After a long and successful foray into the world of modern warfare, Battlefield returns to its roots in the latest instalment with gripping, WW1 action. It offers the same tactical, class-based multiplayer combat with authentic historical weapons and vehicles, including biplanes, zeppelins and even horses. The single player campaign is set over six distinct chapters, each with its own protagonist, giving players a first-person glimpse into the many fronts of WW1, from Gallipoli to Mesopotamia.

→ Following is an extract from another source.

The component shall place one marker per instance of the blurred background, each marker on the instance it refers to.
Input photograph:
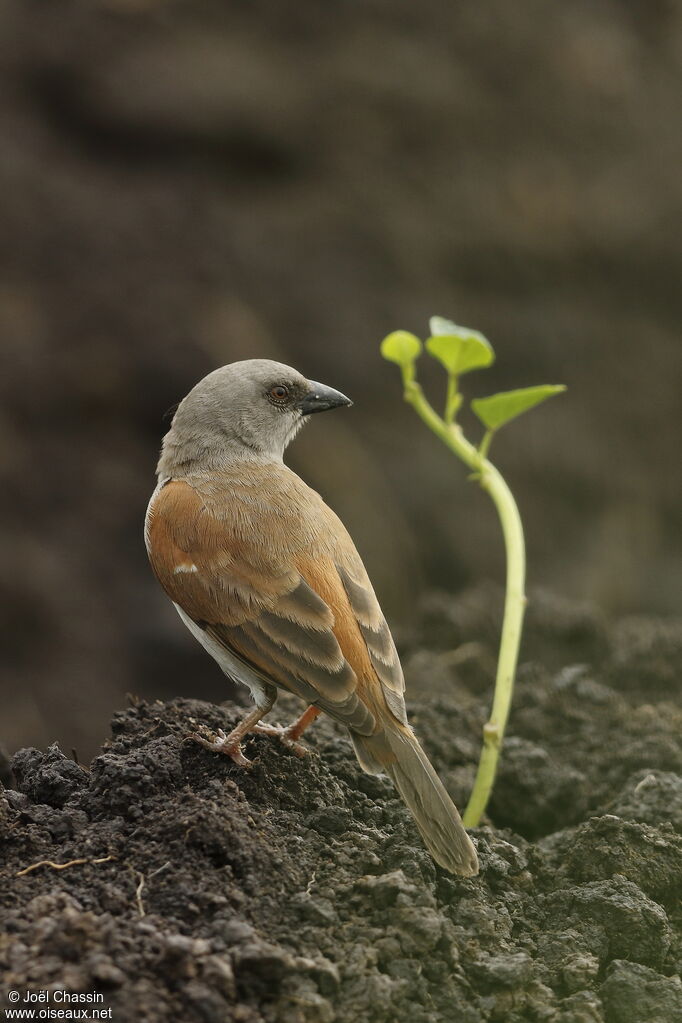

When the original Titanfall released in 2014, it brought a refreshing take to the staling first-person shooter genre. Players were able to control both a human solider and their Titan, a large mech-style exoskeleton that could quickly shift the tide of battle. The original’s addictive gameplay mechanics have been carried over and improved in Titanfall 2, which also adds a single-player campaign and an updated multiplayer skill system.
Batman Arkham VR
One of PlayStation VR’s best titles and part of Rocksteady’s hugely-successful Arkham series of games, Batman Arkham VR is a movie-length adventure that places you in the armoured shoes of the Dark Knight. It’s primarily a murder mystery that gives the player access to a limited selection of his famous gadgetry, but at the end of the day, it’s Batman in virtual reality, what more needs to be said?
Pokemon Sun & Moon
If nothing else, Pokemon Go proved our collective desire to ‘catch ‘em all’ was as strong as ever and Nintendo will no doubt be looking to capitalise on that with Pokemon Sun and Moon. Released this month on the 3DS, they’re the first instalments in the seventh generation of the Pokemon series and mark the 20th anniversary of the franchise. They’re also the first to feature fully 3D graphics, so they’ll be bringing a new dimension to the classic Pokemon trainer experience, literally.
Watch Dogs 2
In a post-Snowden world, Ubisoft’s Watch Dogs cleverly tapped into our increasing concerns over cyber-terrorism and government surveillance. Whilst the original was a solid, if flawed, game, Watch Dogs 2 has rectified that with impressive open-world, hacking-based gameplay. Set in a fictionalised San Francisco, players control Marcus Holloway, a hacker looking to bring down the city’s nefarious surveillance system using a range of game mechanics, including parkour, stealth, shooting and driving.